预训练语言模型（PLM）通过上下文学习获得高质量的表征，在中文自然语言处理（NLP）任务中取得了成功。然而，这些模型往往忽略了汉字的字形特征，而这些特征包含了宝贵的语义知识。为解决这一问题，本文介绍了一种自监督学习策略（SGBERT），旨在从汉字字形中学习高质量的语义知识，以增强 PLM 对自然语言的理解。具体来说，SGBERT 的学习过程可分为两个阶段。在第一阶段，我们通过构建字形之间的对比学习来预热字形编码器，使其获得初步的字形编码能力。在第二阶段，我们通过字形感知窗口将字形编码器捕捉到的字形特征转换为上下文敏感表征。然后将这些表征与 PLM 生成的字符表征进行对比，利用 PLM 强大的表征能力来指导字形学习。最后，将字形知识与预先训练的模型表征融合，从而获得语义更丰富的表征。我们在涵盖六个中文 NLP 任务的十个数据集上进行了实验，结果表明 SGBERT 显著增强了常用的中文 PLM。平均而言，引入 SGBERT 后，BERT 和 RoBERTa 的性能分别提高了 1.36% 和 1.09%。

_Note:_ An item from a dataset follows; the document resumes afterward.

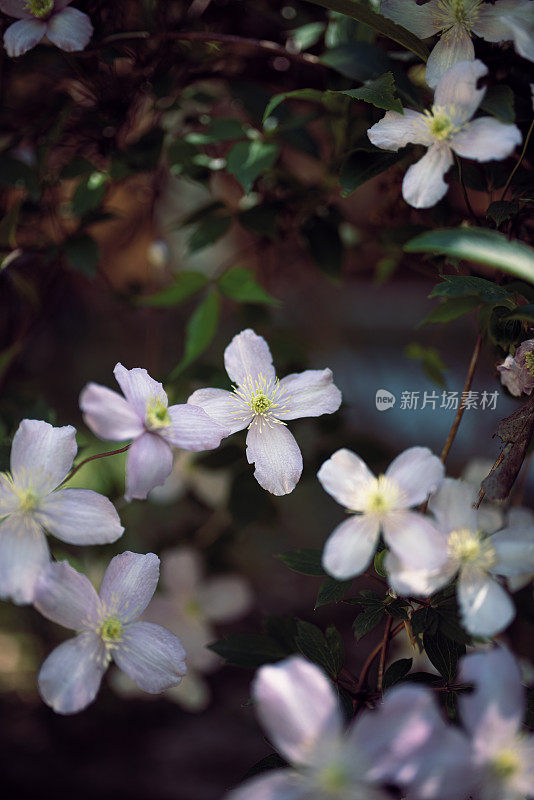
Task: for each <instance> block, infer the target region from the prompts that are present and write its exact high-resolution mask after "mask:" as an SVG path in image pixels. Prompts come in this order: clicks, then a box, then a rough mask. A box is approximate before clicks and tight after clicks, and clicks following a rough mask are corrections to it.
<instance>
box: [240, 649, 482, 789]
mask: <svg viewBox="0 0 534 800" xmlns="http://www.w3.org/2000/svg"><path fill="white" fill-rule="evenodd" d="M252 696H253V700H254V706H255V708H256V711H257V714H258V717H259V719H260V722H261V724H262V726H263V728H264V729H265V731H266V733H267V736H268V737H269V739H270V740H271V742H272V744H273V745H274V747H275V748H276V749H277V750H278V752H279V753H280V754H281V755H282V756H283V757H284V758H285V759H286V760H287V761H288V762H289V764H290V767H289V768H288V769H278V770H272V771H269V772H267V773H264V774H262V775H260V776H259V777H254V778H252V779H251V780H249V781H246V782H245V783H244V784H243V785H242V786H240V787H238V788H237V789H235V790H234V791H232V792H230V793H229V795H228V800H258V798H262V800H312V798H321V800H340V798H343V799H344V798H347V800H348V798H356V797H357V798H358V800H386V798H388V797H390V794H389V793H388V792H386V791H385V789H382V786H384V785H385V784H397V785H400V786H403V787H408V788H409V792H408V797H413V798H415V797H417V796H419V797H421V798H422V797H423V795H418V794H417V793H410V790H412V789H414V788H415V787H416V786H417V785H418V784H419V783H422V784H423V783H424V782H427V783H429V784H432V785H435V784H437V783H438V782H439V779H440V776H439V774H438V770H436V769H434V770H430V771H429V770H428V768H427V766H426V762H427V760H428V755H427V754H428V749H429V747H432V746H435V747H437V746H438V745H439V746H441V748H442V749H443V750H444V751H445V752H446V753H447V755H448V757H449V763H448V764H447V765H445V764H443V766H442V768H443V767H445V768H448V769H449V770H450V769H453V768H454V771H455V772H456V770H458V773H457V774H458V775H459V776H461V777H462V778H464V779H465V780H466V782H467V779H468V765H467V761H466V747H465V741H464V737H463V736H462V735H461V734H459V733H458V732H457V731H454V730H453V729H452V728H449V727H447V726H446V725H445V723H444V722H443V720H442V719H441V715H440V714H439V711H438V710H437V708H436V706H435V704H434V700H433V697H432V695H431V693H430V692H429V691H428V690H427V689H426V688H422V687H418V686H402V687H396V688H394V689H392V690H391V691H389V692H388V693H386V696H385V698H384V700H383V701H382V703H381V704H380V705H379V707H378V708H377V709H376V710H374V711H370V712H369V711H365V712H364V713H363V714H361V715H359V717H358V718H357V719H356V721H355V722H353V723H352V725H351V726H350V727H349V729H348V730H347V731H346V732H344V731H343V724H342V715H341V711H340V708H339V705H338V699H337V696H336V693H335V691H334V688H333V686H332V684H331V683H330V681H329V680H328V679H327V677H326V675H325V674H324V673H323V672H322V670H321V669H319V667H317V666H315V665H314V664H311V663H309V662H308V661H306V660H305V659H303V658H301V657H300V656H294V657H291V658H288V659H286V660H284V661H281V662H280V663H278V664H276V665H274V666H271V665H269V666H264V667H261V668H260V669H259V670H258V672H257V674H256V678H255V680H254V683H253V687H252ZM467 749H468V748H467ZM436 762H437V760H436ZM466 768H467V769H466ZM403 796H405V795H403ZM427 797H430V795H427ZM457 798H458V795H456V798H455V800H457ZM451 800H452V797H451Z"/></svg>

本文章由计算机程序翻译，如有差异，请以英文原文为准。

求助全文

约1分钟内获得全文求助全文

来源期刊

Information Processing & Management 工程技术-计算机：信息系统

CiteScore

17.00

自引率

11.60%

发文量

276

审稿时长

39 days

期刊介绍： Information Processing and Management is dedicated to publishing cutting-edge original research at the convergence of computing and information science. Our scope encompasses theory, methods, and applications across various domains, including advertising, business, health, information science, information technology marketing, and social computing. We aim to cater to the interests of both primary researchers and practitioners by offering an effective platform for the timely dissemination of advanced and topical issues in this interdisciplinary field. The journal places particular emphasis on original research articles, research survey articles, research method articles, and articles addressing critical applications of research. Join us in advancing knowledge and innovation at the intersection of computing and information science.